The surgeons started by removing 80 percent of the donor's face, from her lower eyelids down through her upper lip. They checked their progress against an exact 3-D model of the recipient's face, made from computerized X-ray scans.

In an adjoining operating room, another team began to remove the scar tissue that had covered the center of the recipient's face.

For years, she had lived with vision in only one eye, no cheekbones, no nose, no upper jaw and no upper lip. She could see only dimly, could not eat without a feeding tube, could no longer smell, and had difficulty communicating.

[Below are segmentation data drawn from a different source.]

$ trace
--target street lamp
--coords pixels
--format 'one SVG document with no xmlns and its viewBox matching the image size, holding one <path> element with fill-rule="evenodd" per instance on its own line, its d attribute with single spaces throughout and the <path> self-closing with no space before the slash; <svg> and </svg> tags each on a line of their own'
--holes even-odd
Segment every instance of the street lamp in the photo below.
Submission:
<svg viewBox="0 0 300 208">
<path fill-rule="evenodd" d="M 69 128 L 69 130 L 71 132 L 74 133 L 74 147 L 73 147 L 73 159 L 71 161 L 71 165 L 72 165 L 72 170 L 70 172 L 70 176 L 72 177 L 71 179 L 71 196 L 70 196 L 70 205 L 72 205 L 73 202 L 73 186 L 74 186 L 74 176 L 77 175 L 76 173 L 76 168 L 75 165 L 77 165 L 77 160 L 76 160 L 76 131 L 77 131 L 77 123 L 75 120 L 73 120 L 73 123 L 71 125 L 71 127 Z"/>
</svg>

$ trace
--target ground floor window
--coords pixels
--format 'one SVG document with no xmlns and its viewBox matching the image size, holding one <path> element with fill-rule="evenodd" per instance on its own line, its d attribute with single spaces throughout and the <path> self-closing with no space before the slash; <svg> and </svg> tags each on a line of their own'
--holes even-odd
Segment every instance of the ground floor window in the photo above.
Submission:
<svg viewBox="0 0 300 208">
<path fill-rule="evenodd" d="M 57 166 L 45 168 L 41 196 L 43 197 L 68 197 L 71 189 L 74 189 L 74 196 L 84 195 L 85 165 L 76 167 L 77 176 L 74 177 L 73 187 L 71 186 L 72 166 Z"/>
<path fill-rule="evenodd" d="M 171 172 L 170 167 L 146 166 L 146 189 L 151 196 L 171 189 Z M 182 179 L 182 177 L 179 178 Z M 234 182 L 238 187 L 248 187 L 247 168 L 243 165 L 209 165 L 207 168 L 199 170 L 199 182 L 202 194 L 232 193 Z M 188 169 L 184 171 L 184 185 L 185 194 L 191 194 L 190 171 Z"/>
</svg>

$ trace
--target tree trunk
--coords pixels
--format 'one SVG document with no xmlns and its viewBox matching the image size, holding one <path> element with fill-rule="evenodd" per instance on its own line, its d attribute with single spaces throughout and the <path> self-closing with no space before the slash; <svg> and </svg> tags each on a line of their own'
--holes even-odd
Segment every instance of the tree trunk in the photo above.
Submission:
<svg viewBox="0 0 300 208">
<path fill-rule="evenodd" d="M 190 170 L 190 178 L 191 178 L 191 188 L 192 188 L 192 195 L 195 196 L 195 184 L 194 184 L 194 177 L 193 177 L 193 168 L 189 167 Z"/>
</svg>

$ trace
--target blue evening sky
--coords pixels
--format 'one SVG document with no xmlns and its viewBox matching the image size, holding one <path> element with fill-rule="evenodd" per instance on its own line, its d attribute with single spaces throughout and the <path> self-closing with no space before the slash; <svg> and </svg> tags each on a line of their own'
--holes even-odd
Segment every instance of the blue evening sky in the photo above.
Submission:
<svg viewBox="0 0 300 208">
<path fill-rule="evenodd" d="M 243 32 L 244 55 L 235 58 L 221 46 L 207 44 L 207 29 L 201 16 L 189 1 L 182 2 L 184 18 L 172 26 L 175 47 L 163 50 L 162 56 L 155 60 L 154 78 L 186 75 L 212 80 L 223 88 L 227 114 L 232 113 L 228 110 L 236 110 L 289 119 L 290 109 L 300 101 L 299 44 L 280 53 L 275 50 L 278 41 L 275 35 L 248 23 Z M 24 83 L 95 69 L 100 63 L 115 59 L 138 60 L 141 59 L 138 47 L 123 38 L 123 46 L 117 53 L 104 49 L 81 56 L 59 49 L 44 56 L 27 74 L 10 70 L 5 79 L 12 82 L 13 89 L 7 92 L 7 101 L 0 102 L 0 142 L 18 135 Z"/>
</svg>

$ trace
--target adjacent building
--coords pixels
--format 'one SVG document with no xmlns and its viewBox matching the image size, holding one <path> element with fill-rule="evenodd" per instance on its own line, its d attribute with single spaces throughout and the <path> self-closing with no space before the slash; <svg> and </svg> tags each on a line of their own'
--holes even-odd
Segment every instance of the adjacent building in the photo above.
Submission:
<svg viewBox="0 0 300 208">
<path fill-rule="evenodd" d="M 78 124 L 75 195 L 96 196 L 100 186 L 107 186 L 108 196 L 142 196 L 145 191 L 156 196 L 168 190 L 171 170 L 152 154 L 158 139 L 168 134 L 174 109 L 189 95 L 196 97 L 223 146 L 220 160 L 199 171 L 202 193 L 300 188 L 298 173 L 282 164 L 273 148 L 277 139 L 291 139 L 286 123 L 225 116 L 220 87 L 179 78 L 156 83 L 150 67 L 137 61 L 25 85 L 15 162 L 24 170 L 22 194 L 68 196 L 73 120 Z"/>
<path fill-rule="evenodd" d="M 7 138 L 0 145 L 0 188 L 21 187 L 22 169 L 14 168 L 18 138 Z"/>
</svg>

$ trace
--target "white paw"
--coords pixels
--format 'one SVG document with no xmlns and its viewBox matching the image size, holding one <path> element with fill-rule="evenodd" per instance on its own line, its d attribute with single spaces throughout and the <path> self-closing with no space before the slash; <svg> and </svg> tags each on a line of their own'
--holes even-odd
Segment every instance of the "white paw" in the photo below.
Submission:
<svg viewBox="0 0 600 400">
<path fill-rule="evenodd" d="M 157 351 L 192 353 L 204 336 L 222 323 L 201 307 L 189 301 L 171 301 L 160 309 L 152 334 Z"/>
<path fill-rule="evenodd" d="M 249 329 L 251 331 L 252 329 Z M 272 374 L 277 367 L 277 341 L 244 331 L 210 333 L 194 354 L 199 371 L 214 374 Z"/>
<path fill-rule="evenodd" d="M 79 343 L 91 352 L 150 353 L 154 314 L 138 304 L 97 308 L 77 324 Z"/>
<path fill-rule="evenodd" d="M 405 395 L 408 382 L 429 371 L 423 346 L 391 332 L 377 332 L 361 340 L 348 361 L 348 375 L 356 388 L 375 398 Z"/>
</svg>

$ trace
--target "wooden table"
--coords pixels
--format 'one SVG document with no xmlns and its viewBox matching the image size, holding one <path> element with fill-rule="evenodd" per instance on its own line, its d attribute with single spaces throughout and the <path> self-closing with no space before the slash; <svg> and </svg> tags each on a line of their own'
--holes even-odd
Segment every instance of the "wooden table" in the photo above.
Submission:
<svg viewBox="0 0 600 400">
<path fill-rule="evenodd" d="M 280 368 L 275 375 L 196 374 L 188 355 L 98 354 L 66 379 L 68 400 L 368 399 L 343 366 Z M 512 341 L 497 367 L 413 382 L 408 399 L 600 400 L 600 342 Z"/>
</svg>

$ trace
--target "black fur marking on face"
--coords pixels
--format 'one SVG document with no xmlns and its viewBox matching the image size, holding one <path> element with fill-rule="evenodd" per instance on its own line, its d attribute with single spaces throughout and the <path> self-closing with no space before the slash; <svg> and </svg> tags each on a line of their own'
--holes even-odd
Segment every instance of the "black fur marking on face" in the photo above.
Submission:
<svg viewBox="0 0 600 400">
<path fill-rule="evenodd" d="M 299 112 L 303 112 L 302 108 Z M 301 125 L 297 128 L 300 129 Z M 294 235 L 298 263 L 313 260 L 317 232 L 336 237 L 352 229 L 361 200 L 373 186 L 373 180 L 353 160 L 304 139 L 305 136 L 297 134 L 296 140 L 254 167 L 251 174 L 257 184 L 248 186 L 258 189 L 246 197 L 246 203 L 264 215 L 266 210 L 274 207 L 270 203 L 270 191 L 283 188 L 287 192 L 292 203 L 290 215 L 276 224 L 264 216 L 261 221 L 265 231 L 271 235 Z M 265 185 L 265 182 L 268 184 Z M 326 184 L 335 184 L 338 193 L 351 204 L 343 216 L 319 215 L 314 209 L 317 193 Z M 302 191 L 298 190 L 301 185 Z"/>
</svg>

She was courageous enough to go out in public, Siemionow said, but "she often suffered humiliation. People called her names. Children were scared of her and ran away." Siemionow and her colleagues were hoping to change that.

Eleven hours after surgery began, doctors positioned the donor's face over the same parts of the recipient's face and began attaching skin, muscle, veins, nerves and bone.

The team had to connect five major blood vessels, two sets of nerves, with intervening nerve grafts, all of the muscles and bone.

"It was like a jigsaw puzzle you had to fit into the appropriate position and put together," said Daniel Alam, a principal plastic surgeon on the case.

With operations like an appendix removal, Alam said, surgeons do about the same procedure on every patient. But in these kinds of transplants, he said, "it becomes like an artistic project for each individual patient." By 4:30 p.m. on the day after they started - 22 hours in total - the surgical teams finished.

Later, as the patient emerged from the anesthetic, one of the first things she did was run her hands over her face, confirming that she had a nose, a jaw and cheeks for the first time in years.

Then, she gave the team a thumbs-up sign.

The procedure in Cleveland is the world's fourth face transplant and the largest in skin area.

Experience with those procedures has shown the first month is the critical period to see if the person's body will reject the transplanted tissue.

So far, the woman in Cleveland has had no rejection, though she will have to take immune-suppressing drugs indefinitely.

Unlike many organ transplants, those involving the face are not life-saving, but rather enhance quality of life. So medical ethicists have questioned whether they should be done.

The Cleveland Clinic team argued that in cases of severe disfigurement and interference with normal functioning, the benefits outweigh the risks.

The clinic's fact sheet also noted that every face-transplant candidate must have enough viable skin elsewhere on the body to replace the transplanted tissue if it is rejected.

Eric Kodish, the team's ethicist, noted that the clinic would never do a face transplant for "cosmetic enhancement," and hopes no one would ever attempt one.

Even though the clinic has emphasized that restriction since it got internal approval four years ago to do face transplants, it still received inquiries from people with minor facial scars or blemishes, Siemionow said.

"They were thinking we would do this to beautify them," she said.

For the same reason, Kodish said the recipient would never be shown a photograph of the donor's face, because it would suggest the donor's appearance was a factor.

Besides, the doctors noted, face-transplant recipients are unlikely to look like the donor because of their underlying muscle and bone structure, and particularly if they have been disfigured.

Neither the donor family nor the recipient wanted personal details revealed, so the doctors would not talk about how the donor died or what kind of trauma the recipient had experienced.

The donor was a woman of the same race, Siemionow said, and was roughly the same age. She also donated her kidneys and liver to other patients.

The recipient will have months of rehabilitation. In three to six months, she should regain significant feeling and motor control in the new face.

"There will be a lot of work to do," Alam said, "learning how to smile, to eat, and even learning how to blink with hybrid eyelids, because her upper eyelids are hers and the lower ones are from the transplant."